Rafael Nadal won the first set but the Spaniard struggles in the second and leaves his final dreams in doubt
Rafael Nadal hopes to celebrate his 36th birthday on Friday by reaching a 14th French Open final, which he says could be the last of his record-breaking career in Paris.
Nadal, the 13-time champion, will face Germany’s Alexander Zverev.
Nadal won the first set 7-6 with Zverev pushing him hard in the second set. At 5:30 p.m. Paris time, 1:30 a.m. Saturday in Australia, Zverev led Nadal 2-4 in the second.
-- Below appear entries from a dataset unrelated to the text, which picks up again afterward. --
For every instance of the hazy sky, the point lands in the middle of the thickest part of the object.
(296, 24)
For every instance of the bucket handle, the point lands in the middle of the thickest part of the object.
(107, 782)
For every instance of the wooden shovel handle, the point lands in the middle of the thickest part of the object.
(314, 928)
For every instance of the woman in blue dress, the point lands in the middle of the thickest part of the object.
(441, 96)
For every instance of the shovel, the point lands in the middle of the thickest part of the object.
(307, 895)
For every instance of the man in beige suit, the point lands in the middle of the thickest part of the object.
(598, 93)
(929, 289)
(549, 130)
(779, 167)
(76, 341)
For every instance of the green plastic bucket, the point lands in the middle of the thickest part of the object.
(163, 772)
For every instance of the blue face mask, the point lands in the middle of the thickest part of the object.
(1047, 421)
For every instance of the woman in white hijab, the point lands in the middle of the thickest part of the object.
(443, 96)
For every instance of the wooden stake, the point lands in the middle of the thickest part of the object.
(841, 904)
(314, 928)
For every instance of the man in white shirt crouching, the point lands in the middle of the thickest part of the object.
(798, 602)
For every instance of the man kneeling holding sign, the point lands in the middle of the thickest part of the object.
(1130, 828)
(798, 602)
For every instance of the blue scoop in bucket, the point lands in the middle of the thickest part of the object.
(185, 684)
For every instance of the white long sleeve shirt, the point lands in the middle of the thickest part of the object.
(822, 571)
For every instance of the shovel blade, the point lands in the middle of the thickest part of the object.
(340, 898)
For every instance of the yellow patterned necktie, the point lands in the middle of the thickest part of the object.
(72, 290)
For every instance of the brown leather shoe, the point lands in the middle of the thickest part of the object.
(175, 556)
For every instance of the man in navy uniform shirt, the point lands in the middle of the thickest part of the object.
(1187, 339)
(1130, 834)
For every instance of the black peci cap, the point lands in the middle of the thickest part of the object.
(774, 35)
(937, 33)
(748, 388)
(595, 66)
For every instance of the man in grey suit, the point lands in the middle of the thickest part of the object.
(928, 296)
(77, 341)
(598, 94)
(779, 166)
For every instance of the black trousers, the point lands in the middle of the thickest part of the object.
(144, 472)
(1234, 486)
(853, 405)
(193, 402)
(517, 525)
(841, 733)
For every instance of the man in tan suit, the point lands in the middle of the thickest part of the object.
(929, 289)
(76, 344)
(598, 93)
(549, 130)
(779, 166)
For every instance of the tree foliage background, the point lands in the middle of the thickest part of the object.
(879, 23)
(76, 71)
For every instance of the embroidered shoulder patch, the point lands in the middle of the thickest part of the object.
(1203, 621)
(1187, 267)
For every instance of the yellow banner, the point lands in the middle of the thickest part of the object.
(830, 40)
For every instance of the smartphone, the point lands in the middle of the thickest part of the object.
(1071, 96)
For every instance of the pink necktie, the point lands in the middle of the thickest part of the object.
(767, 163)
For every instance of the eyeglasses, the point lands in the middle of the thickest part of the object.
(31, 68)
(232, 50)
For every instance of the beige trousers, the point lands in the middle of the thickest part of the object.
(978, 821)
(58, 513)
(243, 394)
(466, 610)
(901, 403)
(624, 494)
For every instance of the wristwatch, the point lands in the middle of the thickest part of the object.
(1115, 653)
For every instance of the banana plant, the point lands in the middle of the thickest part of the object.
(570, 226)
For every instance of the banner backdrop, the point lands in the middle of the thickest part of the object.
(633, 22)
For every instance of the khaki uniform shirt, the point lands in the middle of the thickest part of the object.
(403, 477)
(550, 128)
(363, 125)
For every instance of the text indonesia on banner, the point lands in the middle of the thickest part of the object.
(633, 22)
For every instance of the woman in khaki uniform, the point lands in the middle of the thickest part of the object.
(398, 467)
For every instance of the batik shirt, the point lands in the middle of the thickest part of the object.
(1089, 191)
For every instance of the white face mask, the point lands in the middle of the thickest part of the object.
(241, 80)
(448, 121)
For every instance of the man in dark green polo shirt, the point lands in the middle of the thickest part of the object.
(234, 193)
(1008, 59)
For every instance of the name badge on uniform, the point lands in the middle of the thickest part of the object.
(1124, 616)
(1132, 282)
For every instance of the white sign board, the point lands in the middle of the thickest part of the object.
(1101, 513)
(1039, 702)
Nadal then came back to make it 3-4.
The Spaniard is clear that his chronic, long-term foot injury has put him on loan time.
“The last three and a half years for me, all I can say is it hasn’t been easy,” said Nadal after his epic four-set win over longtime rival Novak Djokovic in the quarter-finals.
“But I have to go on.” Nadal, who is chasing a record-breaking 22nd Grand Slam title to become second to Djokovic and Roger Federer, is constantly working to find a cure for the foot problem.
“If we can’t find an improvement or a small solution, then it will be super difficult for me.
“I just enjoy every day that I get the chance to be here, and without thinking much about what might happen in the future.
Finding a solution “I keep fighting to find a solution, but for now we don’t have it.” Nadal’s win over defending champion and world number one Djokovic was the 110th of his 17-year Roland Garros career.
He has had to dig deep into his means to reach his 15th semifinal in the French capital. the third time at the tournament.
Against Djokovic, he needed four hours and twelve minutes, saving two set points in the fourth set to avoid another five-setter.
Djokovic is the man responsible for two of Nadal’s three defeats at the French Open.
With his career-long rival out of the way, and world number two Daniil Medvedev and fourth-placed 2021 runner-up Stefanos Tsitsipas out, Nadal remains favorite to lift the trophy on Sunday.
If he succeeds in what would be his 30th Grand Slam final, he would become the oldest men’s champion in Paris.
Against Zverev, he holds a 6-3 winning record, capturing four of the pair’s five clay court games.
Zverev, 25, is still looking for a first Slam title. He is in a second consecutive French Open semifinal.
He defeated teenage sensation Carlos Alcaraz in the quarter-finals, but had to save a match point in a five-set win over Argentina’s Sebastian Baez in the second round.
He also never beat Nadal or Djokovic in the majors.
“I am no longer 20 or 21 years old; I’m 25. I’m at the stage where I want to win, I’m at the stage where I should win,” admitted the third seed who aspires to become only the second German man after Michael Stich to reach the final in 1996 to get.
In the other semifinal on Friday, Marin Cilic will take on Casper Ruud, with both men having reached the semifinals at Roland Garros for the first time.
Cilic, 33, and the 2014 US Open champion, is only the fifth active player along with Nadal, Djokovic, Roger Federer and Andy Murray to reach the semifinals of all four Slams.
Cilic, 23rd in the world rankings, is in his first majors semifinal since 2018, when he finished second to Federer at the Australian Open.
Ruud is the first Norwegian man ever to make the last four of a Slam with the eighth-ranked 23-year-old one of the form players on clay.
His spirited quarter-final victory over 19-year-old Holger Rune was his 65th on clay since the 2020 season. Seven of his eight titles have been won on clay.
Ruud has a 2-0 lead over Cilic, including their only surface encounter in Rome.
Former world number three, Cilic, defeated Medvedev in straight sets in the fourth round without encountering a breakpoint, and seventh Andrey Rublev in the quarterfinals on the back of 33 aces and 88 winners.
Only two of his 20 career titles have been won on clay courts, the most recent being in Istanbul in 2017.
Also on Friday, Coco Gauff, finalist of the women’s singles, can secure a place in a second championship game when she and Jessica Pegula defeat compatriots Madison Keys and Taylor Townsend in doubles.